Il locale aveva destinazione commerciale ma veniva utilizzato da un’associazione evangelica: il Comune firma l’ordinanza di divieto.

polizia squadra mobile

 A Pagazzano il Comune ha disposto lo stop all’utilizzo di un ex minimarket trasformato in sala di culto senza le necessarie autorizzazioni urbanistiche. Il provvedimento riguarda un immobile di via Toscannini, situato nella zona residenziale a nord-ovest del paese.

Secondo quanto emerso dai controlli dell’amministrazione comunale, il locale aveva destinazione commerciale ma veniva utilizzato come luogo di riunione da un’associazione evangelica, senza che fosse stato effettuato il cambio di destinazione d’uso previsto dalla normativa.

Per questo motivo il Comune ha emesso un’ordinanza che vieta l’utilizzo dell’immobile come sala di culto, almeno fino a quando non verrà regolarizzata la situazione urbanistica.

A spiegare la decisione è stato il sindaco di Pagazzano, Raffaele Moriggi. L’associazione aveva presentato una pratica per regolarizzare l’attività, ma la richiesta è stata respinta dagli uffici comunali.

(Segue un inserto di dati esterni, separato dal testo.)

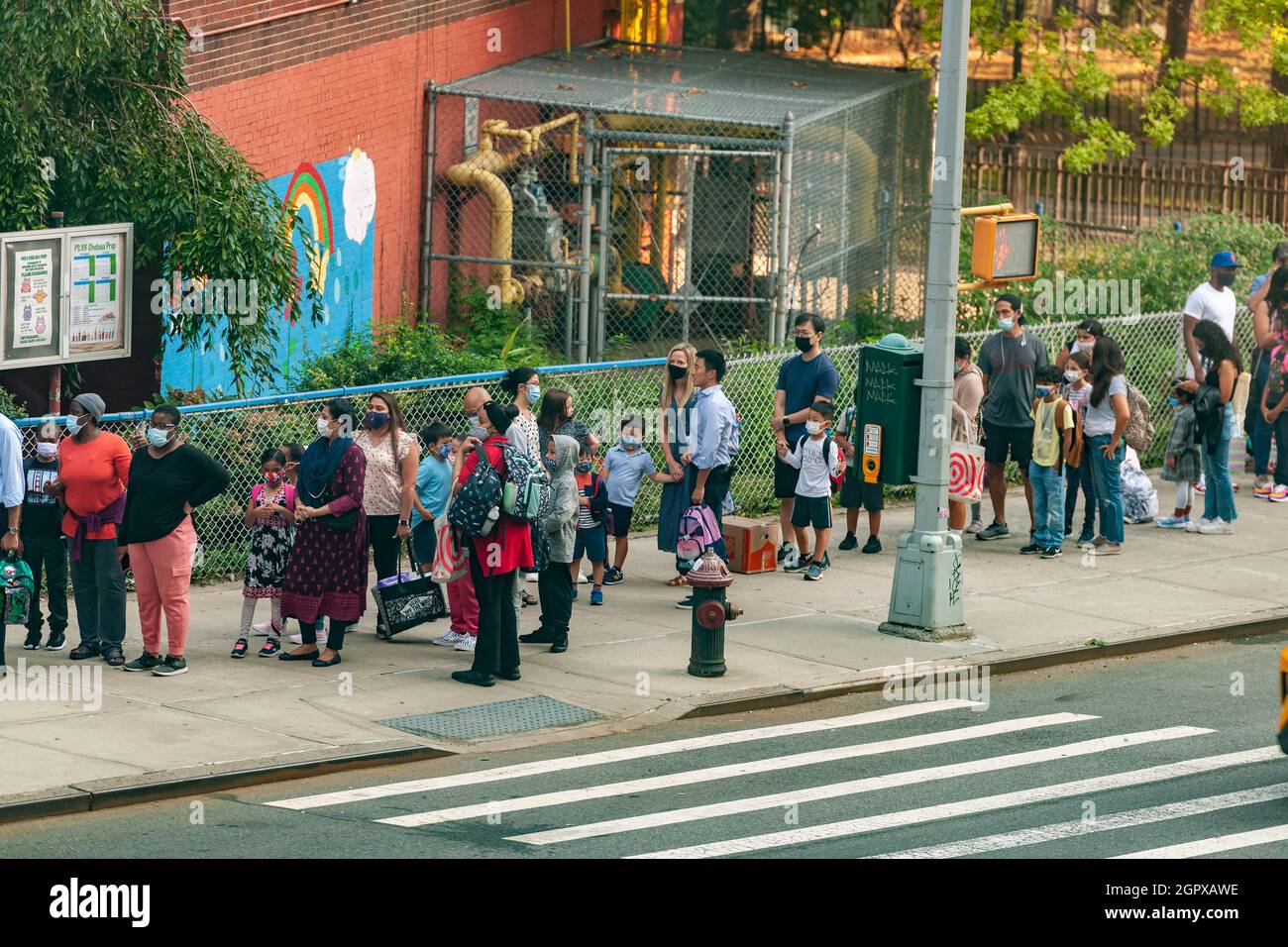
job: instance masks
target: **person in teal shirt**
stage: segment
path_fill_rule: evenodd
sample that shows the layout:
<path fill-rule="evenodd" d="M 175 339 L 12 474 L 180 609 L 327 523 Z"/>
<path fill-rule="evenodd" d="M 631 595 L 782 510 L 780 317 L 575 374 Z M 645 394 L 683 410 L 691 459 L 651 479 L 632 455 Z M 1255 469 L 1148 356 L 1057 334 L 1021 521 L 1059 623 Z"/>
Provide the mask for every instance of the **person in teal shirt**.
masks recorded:
<path fill-rule="evenodd" d="M 416 497 L 411 509 L 411 551 L 421 572 L 434 566 L 438 537 L 434 519 L 447 509 L 452 491 L 452 432 L 442 421 L 434 421 L 420 432 L 425 446 L 424 460 L 416 468 Z"/>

“L’associazione aveva avviato una procedura – ha spiegato il primo cittadino – ma era necessario un permesso di costruire che al momento non esiste. Per questo siamo stati costretti a rigettare la pratica”.

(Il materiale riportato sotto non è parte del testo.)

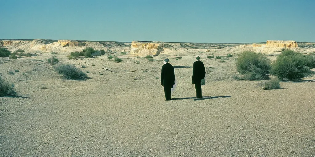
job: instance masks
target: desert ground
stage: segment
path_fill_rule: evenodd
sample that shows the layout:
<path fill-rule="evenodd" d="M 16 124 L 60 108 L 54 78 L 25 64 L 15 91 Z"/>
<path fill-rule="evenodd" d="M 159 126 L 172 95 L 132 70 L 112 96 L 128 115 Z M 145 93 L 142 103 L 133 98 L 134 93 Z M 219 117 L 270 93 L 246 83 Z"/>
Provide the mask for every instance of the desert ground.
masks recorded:
<path fill-rule="evenodd" d="M 1 76 L 20 96 L 0 98 L 0 156 L 315 155 L 315 77 L 264 90 L 265 81 L 233 78 L 232 50 L 161 54 L 153 62 L 127 51 L 117 54 L 119 62 L 54 55 L 89 72 L 84 80 L 55 72 L 49 53 L 0 58 Z M 197 55 L 207 73 L 199 99 L 191 81 Z M 166 57 L 177 84 L 169 101 L 159 79 Z"/>

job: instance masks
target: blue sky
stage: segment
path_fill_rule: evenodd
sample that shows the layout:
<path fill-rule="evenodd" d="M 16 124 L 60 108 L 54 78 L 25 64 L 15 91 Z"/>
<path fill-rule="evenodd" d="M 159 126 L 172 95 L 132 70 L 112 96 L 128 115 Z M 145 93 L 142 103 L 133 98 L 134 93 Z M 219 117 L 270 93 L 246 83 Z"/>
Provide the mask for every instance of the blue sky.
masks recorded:
<path fill-rule="evenodd" d="M 0 0 L 0 39 L 315 41 L 315 1 Z"/>

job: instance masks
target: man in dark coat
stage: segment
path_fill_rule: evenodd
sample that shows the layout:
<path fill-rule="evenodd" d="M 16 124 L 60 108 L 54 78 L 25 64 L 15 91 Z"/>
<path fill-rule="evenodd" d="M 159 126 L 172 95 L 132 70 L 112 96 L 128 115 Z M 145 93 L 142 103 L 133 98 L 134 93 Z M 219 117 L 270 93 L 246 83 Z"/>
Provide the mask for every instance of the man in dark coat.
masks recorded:
<path fill-rule="evenodd" d="M 164 60 L 166 63 L 162 67 L 162 72 L 161 73 L 161 84 L 164 88 L 166 100 L 171 100 L 171 89 L 175 84 L 175 74 L 174 73 L 174 67 L 169 63 L 169 59 Z"/>
<path fill-rule="evenodd" d="M 192 68 L 192 84 L 195 84 L 197 98 L 200 98 L 202 97 L 200 82 L 201 79 L 204 79 L 204 77 L 206 76 L 206 71 L 203 63 L 199 60 L 200 57 L 197 56 L 196 59 L 197 59 L 197 61 L 194 62 Z"/>

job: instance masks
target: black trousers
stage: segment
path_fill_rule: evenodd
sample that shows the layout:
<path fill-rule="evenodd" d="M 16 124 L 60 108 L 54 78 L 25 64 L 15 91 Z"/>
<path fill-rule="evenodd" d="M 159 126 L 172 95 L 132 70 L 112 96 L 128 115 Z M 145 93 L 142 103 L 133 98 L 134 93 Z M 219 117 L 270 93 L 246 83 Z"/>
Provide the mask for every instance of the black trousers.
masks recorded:
<path fill-rule="evenodd" d="M 172 86 L 164 85 L 163 87 L 164 87 L 165 100 L 171 100 L 171 89 L 172 88 Z"/>
<path fill-rule="evenodd" d="M 195 84 L 195 88 L 196 89 L 196 95 L 197 98 L 202 97 L 202 94 L 201 93 L 201 85 L 200 84 Z"/>

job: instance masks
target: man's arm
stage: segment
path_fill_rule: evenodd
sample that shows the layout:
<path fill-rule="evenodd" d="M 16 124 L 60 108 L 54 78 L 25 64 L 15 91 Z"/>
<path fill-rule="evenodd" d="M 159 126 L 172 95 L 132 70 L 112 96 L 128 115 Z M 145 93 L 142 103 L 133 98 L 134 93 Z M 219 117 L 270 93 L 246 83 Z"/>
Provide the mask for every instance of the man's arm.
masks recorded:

In seguito al rigetto della richiesta, l’amministrazione comunale ha quindi emesso l’ordinanza che impone l’adeguamento dell’immobile alle autorizzazioni richieste dalla normativa.

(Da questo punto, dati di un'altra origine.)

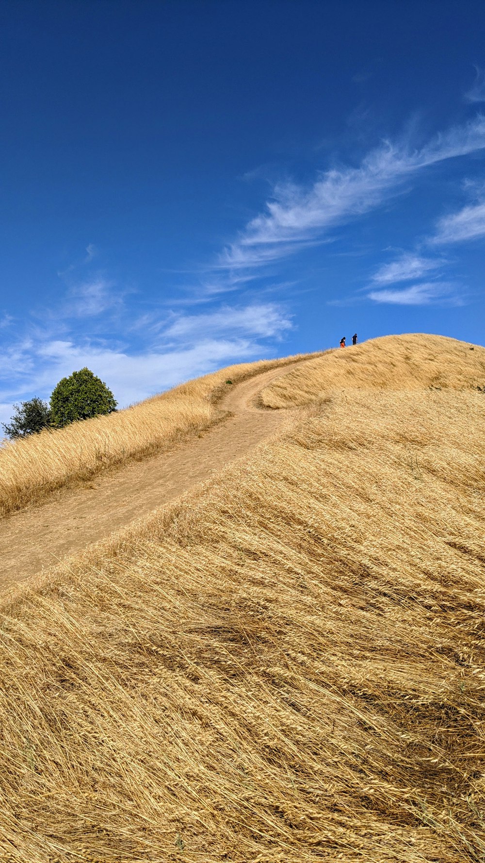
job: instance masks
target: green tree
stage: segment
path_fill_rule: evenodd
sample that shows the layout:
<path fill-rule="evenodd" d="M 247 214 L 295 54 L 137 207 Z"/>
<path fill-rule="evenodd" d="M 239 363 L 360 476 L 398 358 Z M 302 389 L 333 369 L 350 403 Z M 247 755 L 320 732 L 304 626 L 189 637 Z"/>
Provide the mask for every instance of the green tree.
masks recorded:
<path fill-rule="evenodd" d="M 111 413 L 117 401 L 105 383 L 89 369 L 62 378 L 51 395 L 51 423 L 62 428 L 78 419 L 89 419 L 100 413 Z"/>
<path fill-rule="evenodd" d="M 41 432 L 50 425 L 50 411 L 47 401 L 35 396 L 29 401 L 14 405 L 16 412 L 9 423 L 2 423 L 7 438 L 26 438 Z"/>

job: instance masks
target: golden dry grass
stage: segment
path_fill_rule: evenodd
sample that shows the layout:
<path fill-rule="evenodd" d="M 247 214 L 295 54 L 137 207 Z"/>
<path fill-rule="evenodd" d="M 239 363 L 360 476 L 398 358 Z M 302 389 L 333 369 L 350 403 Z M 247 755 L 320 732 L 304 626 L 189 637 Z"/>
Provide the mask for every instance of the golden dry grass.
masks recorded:
<path fill-rule="evenodd" d="M 470 389 L 336 391 L 21 588 L 0 859 L 482 860 L 484 427 Z"/>
<path fill-rule="evenodd" d="M 55 432 L 45 431 L 2 447 L 0 516 L 209 428 L 224 417 L 217 404 L 227 388 L 227 379 L 236 383 L 301 358 L 230 366 L 126 410 Z"/>
<path fill-rule="evenodd" d="M 267 387 L 261 403 L 267 407 L 305 405 L 346 387 L 415 390 L 484 385 L 485 348 L 412 333 L 330 351 Z"/>

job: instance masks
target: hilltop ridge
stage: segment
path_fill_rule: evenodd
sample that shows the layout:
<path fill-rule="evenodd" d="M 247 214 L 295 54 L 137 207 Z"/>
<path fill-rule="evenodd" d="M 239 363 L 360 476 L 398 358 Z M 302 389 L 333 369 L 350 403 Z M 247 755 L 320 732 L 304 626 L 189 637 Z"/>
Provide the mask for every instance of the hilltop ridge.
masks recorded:
<path fill-rule="evenodd" d="M 0 856 L 482 860 L 483 349 L 426 339 L 456 386 L 295 367 L 275 433 L 3 598 Z"/>

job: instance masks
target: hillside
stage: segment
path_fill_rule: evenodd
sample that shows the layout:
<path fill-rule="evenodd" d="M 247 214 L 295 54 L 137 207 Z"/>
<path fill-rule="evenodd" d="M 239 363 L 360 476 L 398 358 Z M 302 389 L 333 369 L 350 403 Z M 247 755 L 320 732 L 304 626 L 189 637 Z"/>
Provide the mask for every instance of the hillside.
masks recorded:
<path fill-rule="evenodd" d="M 290 369 L 275 436 L 3 602 L 0 859 L 483 860 L 484 357 Z"/>
<path fill-rule="evenodd" d="M 485 384 L 485 348 L 444 336 L 406 334 L 374 338 L 316 357 L 264 388 L 266 407 L 318 400 L 330 389 L 463 389 Z"/>
<path fill-rule="evenodd" d="M 229 366 L 125 410 L 4 445 L 0 449 L 0 517 L 42 502 L 59 489 L 79 487 L 107 469 L 187 441 L 224 419 L 218 403 L 227 380 L 238 383 L 304 358 Z"/>

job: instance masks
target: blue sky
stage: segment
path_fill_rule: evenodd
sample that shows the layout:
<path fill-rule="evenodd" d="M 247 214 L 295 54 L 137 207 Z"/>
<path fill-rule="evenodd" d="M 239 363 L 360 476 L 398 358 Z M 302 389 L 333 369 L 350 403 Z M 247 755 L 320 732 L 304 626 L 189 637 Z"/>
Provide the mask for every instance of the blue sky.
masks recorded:
<path fill-rule="evenodd" d="M 233 362 L 483 343 L 485 6 L 3 0 L 0 419 Z"/>

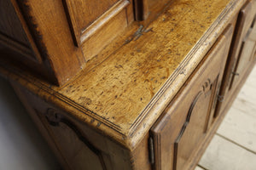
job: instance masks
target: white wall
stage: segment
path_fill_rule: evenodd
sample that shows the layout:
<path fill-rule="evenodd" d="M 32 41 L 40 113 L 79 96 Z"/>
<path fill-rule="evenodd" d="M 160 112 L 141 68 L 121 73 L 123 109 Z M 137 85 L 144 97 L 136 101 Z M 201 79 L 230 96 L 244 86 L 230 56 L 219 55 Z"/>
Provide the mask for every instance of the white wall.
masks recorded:
<path fill-rule="evenodd" d="M 61 169 L 8 82 L 0 77 L 0 170 Z"/>

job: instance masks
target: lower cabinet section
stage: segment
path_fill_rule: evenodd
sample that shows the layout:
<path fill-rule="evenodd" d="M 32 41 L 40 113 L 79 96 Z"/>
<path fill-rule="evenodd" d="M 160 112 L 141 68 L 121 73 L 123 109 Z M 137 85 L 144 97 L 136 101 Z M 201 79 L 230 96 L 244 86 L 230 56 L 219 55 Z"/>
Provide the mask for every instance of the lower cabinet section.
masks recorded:
<path fill-rule="evenodd" d="M 131 151 L 11 82 L 41 133 L 67 170 L 131 170 Z"/>
<path fill-rule="evenodd" d="M 206 42 L 205 44 L 207 48 L 211 46 L 211 48 L 206 55 L 206 52 L 201 54 L 200 57 L 205 56 L 196 61 L 200 63 L 195 69 L 191 70 L 189 77 L 183 79 L 183 82 L 185 82 L 178 88 L 175 85 L 168 87 L 172 90 L 176 88 L 177 91 L 173 94 L 176 94 L 174 97 L 168 96 L 169 105 L 166 106 L 165 103 L 165 106 L 157 105 L 158 101 L 154 101 L 152 105 L 157 106 L 156 112 L 159 114 L 152 116 L 152 120 L 145 118 L 143 124 L 143 122 L 136 122 L 143 127 L 143 130 L 138 125 L 138 128 L 136 128 L 139 129 L 136 129 L 138 131 L 137 136 L 133 133 L 135 129 L 131 130 L 128 126 L 123 127 L 124 131 L 115 130 L 111 133 L 112 131 L 108 128 L 110 125 L 108 129 L 107 123 L 106 127 L 102 128 L 103 122 L 99 121 L 102 119 L 96 119 L 99 115 L 91 113 L 86 117 L 84 110 L 75 110 L 75 102 L 73 105 L 67 103 L 73 99 L 71 95 L 77 96 L 73 91 L 64 99 L 61 94 L 58 94 L 60 88 L 56 87 L 47 87 L 46 89 L 46 86 L 41 86 L 41 82 L 27 82 L 22 77 L 19 82 L 17 76 L 10 76 L 10 82 L 28 113 L 59 158 L 63 169 L 192 170 L 227 112 L 232 99 L 236 98 L 236 93 L 256 62 L 256 12 L 253 10 L 255 6 L 255 0 L 247 0 L 238 14 L 237 21 L 235 19 L 237 16 L 236 12 L 232 18 L 227 19 L 229 21 L 224 26 L 216 27 L 221 29 L 218 32 L 220 36 L 218 38 L 214 37 L 217 40 L 212 46 L 209 42 Z M 249 23 L 251 26 L 247 26 L 246 23 Z M 132 42 L 136 43 L 135 41 Z M 236 54 L 236 51 L 240 52 Z M 195 57 L 197 59 L 197 56 Z M 192 65 L 195 63 L 191 61 L 188 65 Z M 122 65 L 121 67 L 124 69 Z M 171 77 L 170 75 L 166 76 Z M 91 81 L 96 83 L 96 81 Z M 131 82 L 137 83 L 138 87 L 141 85 L 139 83 L 143 82 Z M 130 84 L 130 82 L 127 81 L 126 83 Z M 78 91 L 82 89 L 77 89 L 71 85 L 69 88 Z M 89 91 L 90 88 L 84 92 L 86 90 Z M 104 93 L 108 92 L 105 90 Z M 55 94 L 58 94 L 58 96 L 54 95 Z M 155 94 L 152 96 L 154 95 L 162 94 Z M 117 97 L 116 95 L 115 99 Z M 149 99 L 152 99 L 156 98 L 152 97 Z M 57 99 L 61 102 L 57 102 Z M 109 101 L 106 100 L 104 105 L 110 105 Z M 126 101 L 129 102 L 129 99 L 124 100 Z M 150 103 L 144 104 L 149 105 Z M 119 105 L 115 107 L 119 109 Z M 124 111 L 124 114 L 129 114 L 129 111 Z M 120 117 L 122 121 L 126 120 L 123 119 L 123 116 Z M 121 129 L 122 127 L 118 125 L 124 122 L 116 122 L 119 123 L 116 127 Z M 138 135 L 140 133 L 141 135 Z"/>
<path fill-rule="evenodd" d="M 189 169 L 212 123 L 233 32 L 230 25 L 151 128 L 155 169 Z"/>

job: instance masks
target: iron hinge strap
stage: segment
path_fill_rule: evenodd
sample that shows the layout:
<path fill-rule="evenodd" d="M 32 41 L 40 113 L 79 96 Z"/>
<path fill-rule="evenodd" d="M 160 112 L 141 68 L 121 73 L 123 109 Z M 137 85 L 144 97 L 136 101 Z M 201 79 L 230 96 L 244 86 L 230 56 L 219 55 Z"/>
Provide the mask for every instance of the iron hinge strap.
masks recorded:
<path fill-rule="evenodd" d="M 154 139 L 149 137 L 148 139 L 148 149 L 149 149 L 149 161 L 151 164 L 154 163 Z"/>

Al momento l’iter è fermo e il locale risulta inutilizzato. L’immobile appare attualmente chiuso e sfitto, come dimostra la presenza di lucchetti sulle inferriate.

Il sindaco ha voluto chiarire che la decisione non ha nulla a che vedere con questioni religiose. L’intervento del Comune riguarda esclusivamente il rispetto delle regole urbanistiche.

“La nostra – ha sottolineato Moriggi a Bergamonews – non è un’opposizione a una religione. Esistono però diritti, doveri e norme che devono essere rispettate”.

L’amministrazione comunale ha quindi ribadito che l’attività potrà riprendere solo dopo la regolarizzazione dell’immobile e l’ottenimento dei permessi necessari.

“Non appena verranno integrati i permessi mancanti – ha concluso il sindaco – l’attività potrà proseguire”.